At our house, we love the book Deep Work. And on this same topic Bryan read The War of Art. When I’m ready to change my life and actually produce something worthwhile and when I’m ready to have the skills to teach my children how to create, then I’ll read it.

What we learn from the book is that when it’s time for work, you should eliminate distractions so you can actually work. Being distracted is extremely costly. It takes like 17 minutes to get back into your work to the place you were before you were distracted.

Being in a managerial position guarantees you will be extremely distracted. You have to be available for other people’s problems, on other people’s problems’ time scales, which are by definition inconvenient.

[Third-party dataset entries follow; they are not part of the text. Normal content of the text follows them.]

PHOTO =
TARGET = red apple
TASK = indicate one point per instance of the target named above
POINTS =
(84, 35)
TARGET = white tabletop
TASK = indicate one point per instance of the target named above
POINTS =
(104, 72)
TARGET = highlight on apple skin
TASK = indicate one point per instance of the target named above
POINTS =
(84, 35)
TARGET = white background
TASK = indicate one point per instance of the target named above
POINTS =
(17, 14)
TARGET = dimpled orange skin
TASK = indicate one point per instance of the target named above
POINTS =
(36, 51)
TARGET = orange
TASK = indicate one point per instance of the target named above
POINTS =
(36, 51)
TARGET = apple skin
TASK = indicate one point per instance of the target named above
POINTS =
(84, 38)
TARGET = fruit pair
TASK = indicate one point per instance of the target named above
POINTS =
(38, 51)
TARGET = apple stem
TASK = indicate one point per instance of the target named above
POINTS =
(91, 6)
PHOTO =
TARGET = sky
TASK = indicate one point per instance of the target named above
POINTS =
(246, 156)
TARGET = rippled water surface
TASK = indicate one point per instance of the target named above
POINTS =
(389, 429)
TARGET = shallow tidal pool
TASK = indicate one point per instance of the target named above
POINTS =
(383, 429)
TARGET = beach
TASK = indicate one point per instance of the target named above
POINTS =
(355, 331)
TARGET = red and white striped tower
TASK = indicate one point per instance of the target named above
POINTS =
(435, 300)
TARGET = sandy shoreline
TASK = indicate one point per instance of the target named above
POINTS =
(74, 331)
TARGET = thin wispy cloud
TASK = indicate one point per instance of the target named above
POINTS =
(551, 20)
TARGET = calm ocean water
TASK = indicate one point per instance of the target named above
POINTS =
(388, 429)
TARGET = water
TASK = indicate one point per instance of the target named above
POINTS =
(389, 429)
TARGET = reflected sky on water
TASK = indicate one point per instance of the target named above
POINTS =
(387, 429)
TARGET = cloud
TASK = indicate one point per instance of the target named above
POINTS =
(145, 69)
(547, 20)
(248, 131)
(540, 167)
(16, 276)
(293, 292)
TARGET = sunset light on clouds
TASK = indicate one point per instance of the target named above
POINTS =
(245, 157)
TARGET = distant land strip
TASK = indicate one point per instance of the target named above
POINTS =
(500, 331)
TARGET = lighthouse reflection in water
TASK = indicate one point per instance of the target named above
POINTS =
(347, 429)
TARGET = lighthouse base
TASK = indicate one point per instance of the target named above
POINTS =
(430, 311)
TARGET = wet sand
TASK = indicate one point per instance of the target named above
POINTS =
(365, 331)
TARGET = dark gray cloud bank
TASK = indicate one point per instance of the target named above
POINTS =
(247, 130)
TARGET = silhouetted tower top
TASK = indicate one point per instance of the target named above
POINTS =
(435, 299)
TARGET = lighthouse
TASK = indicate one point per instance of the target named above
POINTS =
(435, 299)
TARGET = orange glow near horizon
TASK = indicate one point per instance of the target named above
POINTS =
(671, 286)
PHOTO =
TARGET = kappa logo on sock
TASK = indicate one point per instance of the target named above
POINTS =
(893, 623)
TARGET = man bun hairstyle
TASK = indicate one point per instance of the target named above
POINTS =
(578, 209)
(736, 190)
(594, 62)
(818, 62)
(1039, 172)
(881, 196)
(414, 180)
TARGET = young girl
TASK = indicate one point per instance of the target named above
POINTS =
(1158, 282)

One of those books talk about Richard Feynman, who was a great physicist. I just looked him up. He just did a few things in quantum mechanics and electrodynamics and particle physics. No big deal. I could totally have done that this afternoon, but I didn’t want to. Anyway, people kept asking him to speak and to be the department chair. He said no. He said, (paraphrased by the author and by Bryan and by me) “You don’t want me to be the department chair. I am worth much more to you right here in my lab.”

Bryan feels like he has a superpower. He could make anything on the internet. He could make anything he wants to someday be on the internet. So every hour watching shows is an hour of not creating something amazing the entire world can benefit from. It’s a blessing- and a curse.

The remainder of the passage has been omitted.